Polar couples do not bicker about what to do during the day, either: shopping, scuba-diving, sightseeing, paragliding, gambling, visiting the doll museum, lying by the pool staring at that woman, I wasn’t staring, and so forth, are unavailable for marital dispute. What polar couples do during the day is walk. They do not even have the option of standing still. If one of them stands still for more than a few seconds, he or she becomes a permanent topographical feature. Nor are they required to argue nightly about whose turn it is to get up at the crack of dawn and bag a lounger: any territorial claims that German couples might have entertained about the Arctic Riviera have so far proved to be atypically muted, and while there must always be a chance that, some day, Herr und Frau Jerry will be sprinting out six months before sun-up to begin oiling one another at minus 60 degrees, it was not, as I understand it, a problem for the Thornewills.

But did this first mould-breaking couple run, as so many of Britain’s other 12 million have run, the risk of holiday boredom?

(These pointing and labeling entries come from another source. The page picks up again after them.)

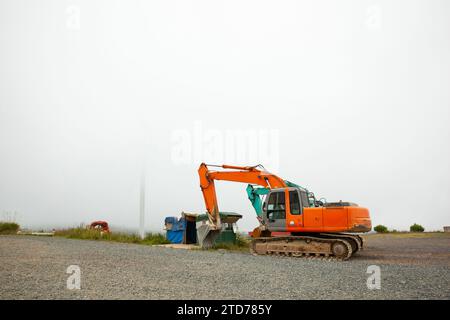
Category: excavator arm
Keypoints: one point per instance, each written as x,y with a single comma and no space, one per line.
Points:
252,175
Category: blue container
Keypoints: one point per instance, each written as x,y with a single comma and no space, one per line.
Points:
175,229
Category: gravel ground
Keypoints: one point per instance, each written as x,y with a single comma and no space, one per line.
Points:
35,268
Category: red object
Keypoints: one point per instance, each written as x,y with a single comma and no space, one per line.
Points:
101,225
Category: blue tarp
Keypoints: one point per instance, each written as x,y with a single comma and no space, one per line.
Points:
175,231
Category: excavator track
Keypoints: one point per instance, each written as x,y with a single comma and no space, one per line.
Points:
356,241
336,248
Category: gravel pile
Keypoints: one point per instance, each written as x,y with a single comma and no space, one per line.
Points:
35,268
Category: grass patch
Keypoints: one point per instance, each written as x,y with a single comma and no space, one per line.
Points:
9,228
84,233
407,234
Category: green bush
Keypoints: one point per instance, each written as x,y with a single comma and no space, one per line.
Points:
9,228
416,228
380,229
82,232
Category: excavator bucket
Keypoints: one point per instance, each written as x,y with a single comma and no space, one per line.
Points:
207,235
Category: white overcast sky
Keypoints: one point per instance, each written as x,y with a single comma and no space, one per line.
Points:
348,98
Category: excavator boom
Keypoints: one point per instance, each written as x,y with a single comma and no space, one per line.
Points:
251,175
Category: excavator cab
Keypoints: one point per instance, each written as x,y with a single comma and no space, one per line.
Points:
282,203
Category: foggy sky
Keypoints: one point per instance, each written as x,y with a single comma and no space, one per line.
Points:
350,97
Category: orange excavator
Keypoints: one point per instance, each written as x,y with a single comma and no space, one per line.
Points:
310,227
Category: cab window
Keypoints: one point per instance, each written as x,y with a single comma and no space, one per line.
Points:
276,206
294,202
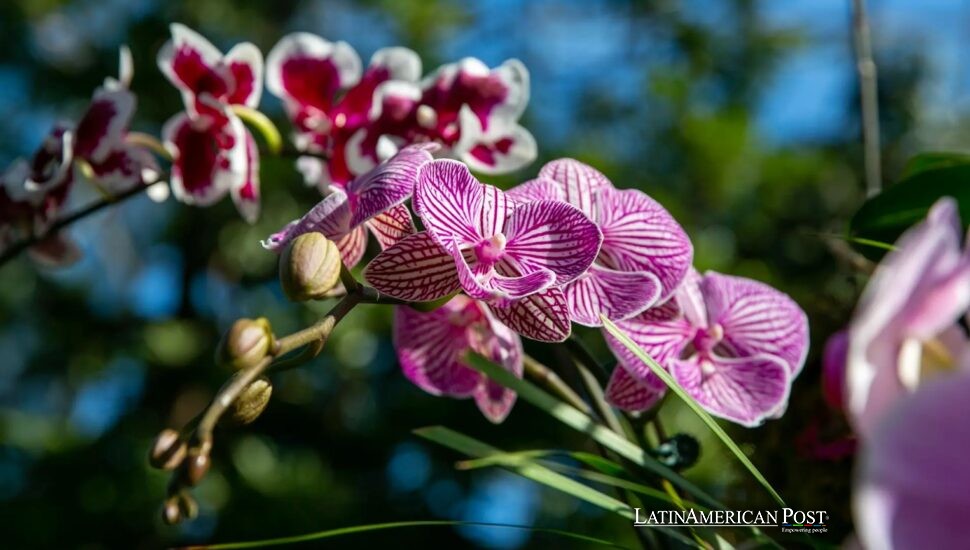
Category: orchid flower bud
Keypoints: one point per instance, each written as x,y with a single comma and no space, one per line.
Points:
309,267
251,402
246,343
168,451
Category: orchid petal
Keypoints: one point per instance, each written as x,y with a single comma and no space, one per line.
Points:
552,235
539,189
430,347
745,390
389,184
452,203
308,71
391,226
203,169
415,269
580,182
628,393
757,319
245,63
640,235
543,316
103,126
616,294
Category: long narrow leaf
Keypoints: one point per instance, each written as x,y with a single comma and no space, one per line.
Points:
575,419
536,472
704,416
398,525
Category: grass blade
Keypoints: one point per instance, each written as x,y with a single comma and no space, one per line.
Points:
575,419
536,472
309,537
704,416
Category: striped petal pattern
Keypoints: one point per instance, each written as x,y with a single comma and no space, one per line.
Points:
757,318
415,269
431,346
554,236
640,235
743,390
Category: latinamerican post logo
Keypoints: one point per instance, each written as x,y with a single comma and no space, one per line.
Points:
788,520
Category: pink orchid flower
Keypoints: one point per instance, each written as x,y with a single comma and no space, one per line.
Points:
432,345
911,486
330,101
213,153
645,253
513,257
732,343
904,327
374,200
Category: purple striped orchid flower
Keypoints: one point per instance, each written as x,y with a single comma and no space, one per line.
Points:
645,252
374,200
330,101
431,347
905,324
213,153
513,257
732,343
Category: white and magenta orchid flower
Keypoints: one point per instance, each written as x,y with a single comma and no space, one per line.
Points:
645,253
732,343
431,347
374,200
911,486
904,327
513,257
213,153
331,100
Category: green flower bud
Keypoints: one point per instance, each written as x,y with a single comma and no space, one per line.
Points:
251,402
168,451
309,267
246,343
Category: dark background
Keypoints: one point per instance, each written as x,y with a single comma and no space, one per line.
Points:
739,116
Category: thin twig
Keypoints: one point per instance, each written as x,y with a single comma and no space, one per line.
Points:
868,93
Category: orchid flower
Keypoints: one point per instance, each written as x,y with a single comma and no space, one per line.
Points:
330,101
431,347
213,153
911,486
904,326
513,257
732,343
375,200
645,253
32,194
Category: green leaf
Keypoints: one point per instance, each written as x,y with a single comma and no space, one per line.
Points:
536,472
399,525
263,125
927,178
704,416
575,419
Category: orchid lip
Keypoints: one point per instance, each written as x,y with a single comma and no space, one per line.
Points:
491,250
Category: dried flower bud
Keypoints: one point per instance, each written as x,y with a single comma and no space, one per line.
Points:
188,508
246,343
195,467
168,451
251,402
309,267
171,514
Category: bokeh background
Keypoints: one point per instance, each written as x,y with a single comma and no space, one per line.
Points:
740,116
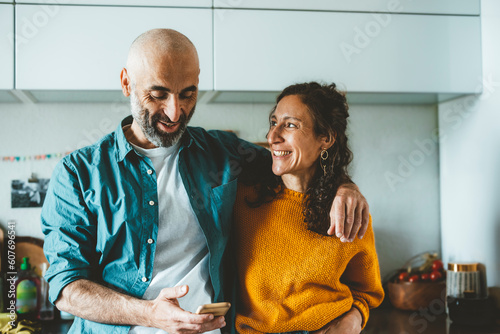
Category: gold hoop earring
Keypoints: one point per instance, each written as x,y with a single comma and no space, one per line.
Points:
322,162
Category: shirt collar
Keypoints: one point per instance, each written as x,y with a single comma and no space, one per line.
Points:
124,147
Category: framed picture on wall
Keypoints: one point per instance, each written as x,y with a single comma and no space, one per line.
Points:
28,193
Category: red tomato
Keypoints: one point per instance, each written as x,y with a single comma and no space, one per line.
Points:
437,265
414,278
403,276
436,276
425,277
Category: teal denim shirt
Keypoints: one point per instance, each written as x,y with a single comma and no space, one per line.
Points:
101,210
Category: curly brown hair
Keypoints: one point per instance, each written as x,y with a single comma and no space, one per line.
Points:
329,111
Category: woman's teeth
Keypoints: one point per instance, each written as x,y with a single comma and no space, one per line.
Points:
281,153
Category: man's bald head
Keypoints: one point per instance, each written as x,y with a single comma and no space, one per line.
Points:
157,46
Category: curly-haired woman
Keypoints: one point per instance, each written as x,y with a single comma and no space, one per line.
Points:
292,276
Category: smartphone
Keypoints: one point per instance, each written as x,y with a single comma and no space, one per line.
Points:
217,309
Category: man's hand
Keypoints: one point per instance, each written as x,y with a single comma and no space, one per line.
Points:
349,213
92,301
167,315
349,323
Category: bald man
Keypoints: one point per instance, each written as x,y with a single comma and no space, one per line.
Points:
142,217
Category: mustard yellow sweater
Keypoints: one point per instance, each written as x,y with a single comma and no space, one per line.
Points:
293,279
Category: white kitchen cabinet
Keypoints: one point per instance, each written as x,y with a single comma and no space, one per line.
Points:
6,46
266,50
142,3
454,7
85,47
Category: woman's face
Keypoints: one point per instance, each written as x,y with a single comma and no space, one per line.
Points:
294,146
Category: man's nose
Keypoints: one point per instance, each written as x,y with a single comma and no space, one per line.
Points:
274,136
172,108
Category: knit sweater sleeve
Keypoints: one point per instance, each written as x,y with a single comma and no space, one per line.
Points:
362,275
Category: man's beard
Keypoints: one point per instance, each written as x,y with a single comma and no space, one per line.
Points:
149,125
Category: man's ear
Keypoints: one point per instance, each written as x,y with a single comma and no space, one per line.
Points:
126,82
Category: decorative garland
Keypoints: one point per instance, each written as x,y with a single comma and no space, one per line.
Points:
34,157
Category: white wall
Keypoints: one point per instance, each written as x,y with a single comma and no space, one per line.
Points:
470,162
405,210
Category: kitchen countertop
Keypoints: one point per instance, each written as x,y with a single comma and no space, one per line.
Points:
389,320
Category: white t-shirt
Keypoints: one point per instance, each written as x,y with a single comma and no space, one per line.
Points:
181,255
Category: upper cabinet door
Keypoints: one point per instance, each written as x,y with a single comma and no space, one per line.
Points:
142,3
268,50
454,7
6,47
85,48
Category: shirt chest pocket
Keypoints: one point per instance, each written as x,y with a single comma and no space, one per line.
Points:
223,198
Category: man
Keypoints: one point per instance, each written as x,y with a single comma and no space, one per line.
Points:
142,217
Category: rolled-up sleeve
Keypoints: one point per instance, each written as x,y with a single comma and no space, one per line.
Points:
69,229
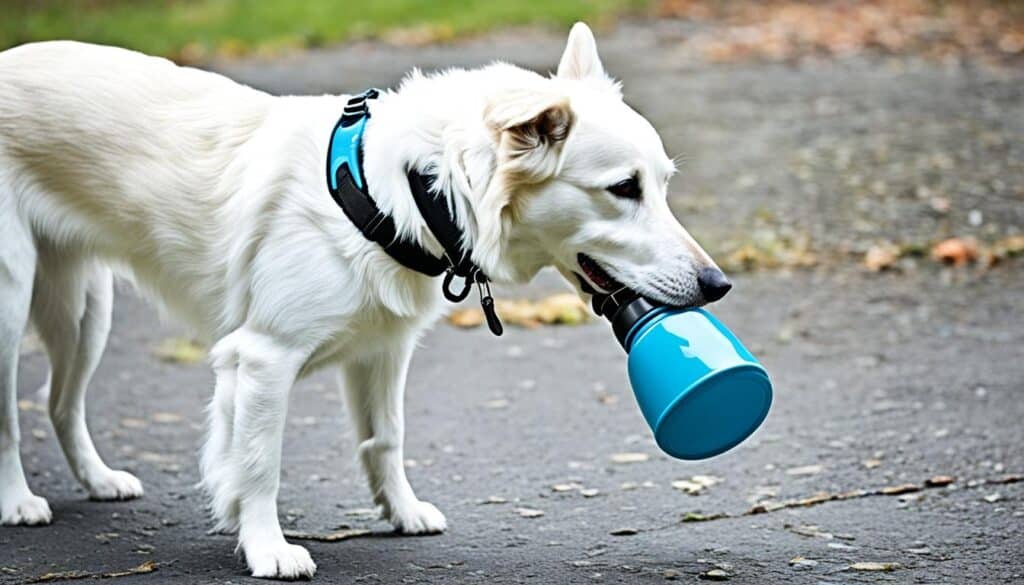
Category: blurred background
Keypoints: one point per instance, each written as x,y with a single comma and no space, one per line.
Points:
856,167
875,189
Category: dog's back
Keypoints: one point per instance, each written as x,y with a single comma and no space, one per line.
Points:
110,133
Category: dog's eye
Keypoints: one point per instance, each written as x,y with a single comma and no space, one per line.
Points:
629,189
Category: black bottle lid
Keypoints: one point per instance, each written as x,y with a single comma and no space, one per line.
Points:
623,309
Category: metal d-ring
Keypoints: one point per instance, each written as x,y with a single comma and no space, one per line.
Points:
446,286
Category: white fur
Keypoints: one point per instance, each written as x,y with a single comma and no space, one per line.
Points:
211,197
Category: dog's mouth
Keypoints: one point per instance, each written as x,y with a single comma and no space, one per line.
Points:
596,275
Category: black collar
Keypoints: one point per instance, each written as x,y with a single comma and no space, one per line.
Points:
345,180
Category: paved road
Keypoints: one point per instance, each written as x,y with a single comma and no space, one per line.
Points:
881,379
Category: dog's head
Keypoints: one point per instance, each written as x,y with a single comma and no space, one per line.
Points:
580,182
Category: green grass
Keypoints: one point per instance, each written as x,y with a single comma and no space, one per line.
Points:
199,27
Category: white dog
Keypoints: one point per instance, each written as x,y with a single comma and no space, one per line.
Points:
211,196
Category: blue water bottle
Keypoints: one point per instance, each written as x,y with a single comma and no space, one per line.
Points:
699,389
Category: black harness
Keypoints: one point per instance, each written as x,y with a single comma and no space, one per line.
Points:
348,187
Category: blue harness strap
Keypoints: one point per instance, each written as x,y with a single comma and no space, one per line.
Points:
347,185
346,182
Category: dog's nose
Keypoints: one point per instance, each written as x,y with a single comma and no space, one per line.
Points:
713,284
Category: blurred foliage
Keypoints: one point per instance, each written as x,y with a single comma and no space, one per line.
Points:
192,30
780,30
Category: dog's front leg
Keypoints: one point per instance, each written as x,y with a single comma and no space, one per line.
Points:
266,370
375,388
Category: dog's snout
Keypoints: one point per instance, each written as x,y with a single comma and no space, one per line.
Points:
714,284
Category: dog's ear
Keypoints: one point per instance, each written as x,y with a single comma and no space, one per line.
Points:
580,59
529,129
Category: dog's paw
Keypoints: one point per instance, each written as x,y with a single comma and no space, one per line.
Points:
281,560
418,517
111,485
27,510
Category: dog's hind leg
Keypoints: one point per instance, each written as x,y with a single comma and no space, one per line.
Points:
375,388
71,308
17,264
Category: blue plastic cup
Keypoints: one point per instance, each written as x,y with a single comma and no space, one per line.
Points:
699,389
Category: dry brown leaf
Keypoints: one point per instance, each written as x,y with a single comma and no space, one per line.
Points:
147,567
881,257
180,350
335,536
695,485
955,251
699,517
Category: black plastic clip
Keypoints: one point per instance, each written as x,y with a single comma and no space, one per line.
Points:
487,304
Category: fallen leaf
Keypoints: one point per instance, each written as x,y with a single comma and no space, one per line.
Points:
630,457
147,567
529,512
881,257
335,536
180,350
695,485
875,567
955,251
698,517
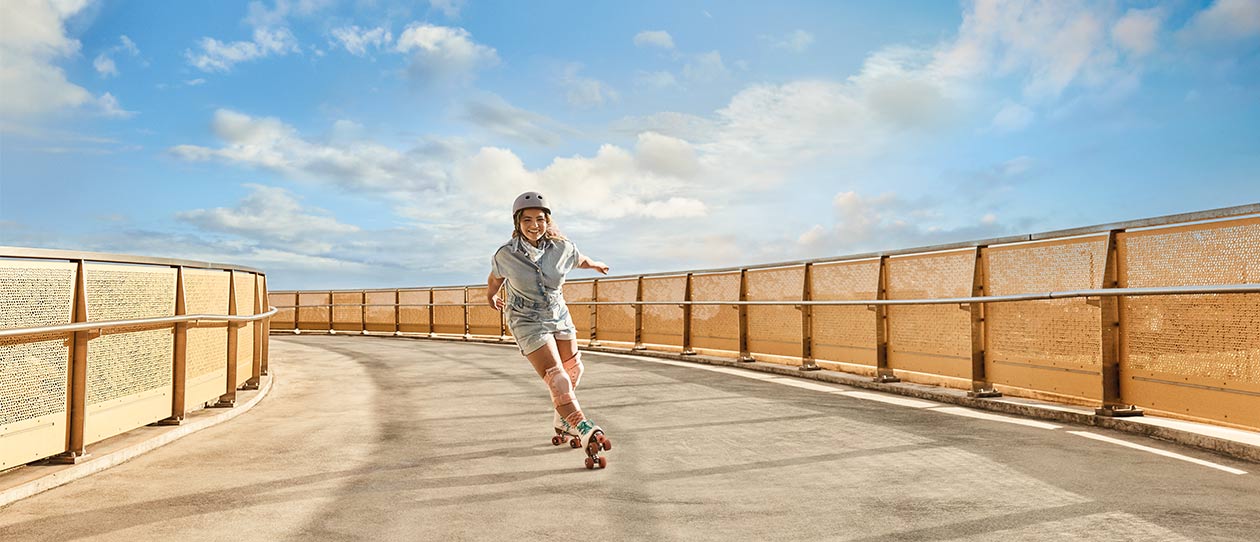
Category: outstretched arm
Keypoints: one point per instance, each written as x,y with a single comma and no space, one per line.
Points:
492,291
587,264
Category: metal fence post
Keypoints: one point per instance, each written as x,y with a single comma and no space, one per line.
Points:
980,386
883,373
595,313
77,406
638,318
687,318
1113,335
807,322
468,332
228,398
745,356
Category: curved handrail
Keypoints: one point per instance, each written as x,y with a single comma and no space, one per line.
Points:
141,322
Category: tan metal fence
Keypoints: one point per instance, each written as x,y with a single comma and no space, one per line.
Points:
93,345
1159,314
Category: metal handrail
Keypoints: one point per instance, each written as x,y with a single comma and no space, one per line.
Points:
1048,295
111,324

Unlikely: while there are, admittedly, precious few topics of Arctic conversation, all of them white, no couple can manage more than two seconds of speech before tugging their balaclavas back up, lest their lips go solid and chip off. Since most duologue therefore consists of waving mittens about, the likelihood of vacational chat occasioning marital ennui is remote; unless, of course, one of the Thornewills was a semaphore freak.

In short, their chilly stroll was a doddle from start to finish. I was not in the least surprised when Fiona hugged Mike and confided to the phalanx of goggling hacks that ‘the trip has brought us much closer together. I really want to encourage other couples so that they too can achieve their lifetime’s dreams.’ Bang on the money, Mrs Thornewill: look for me and Mrs Coren this very weekend, and you will find us shopping at Sleds ’R’ Us.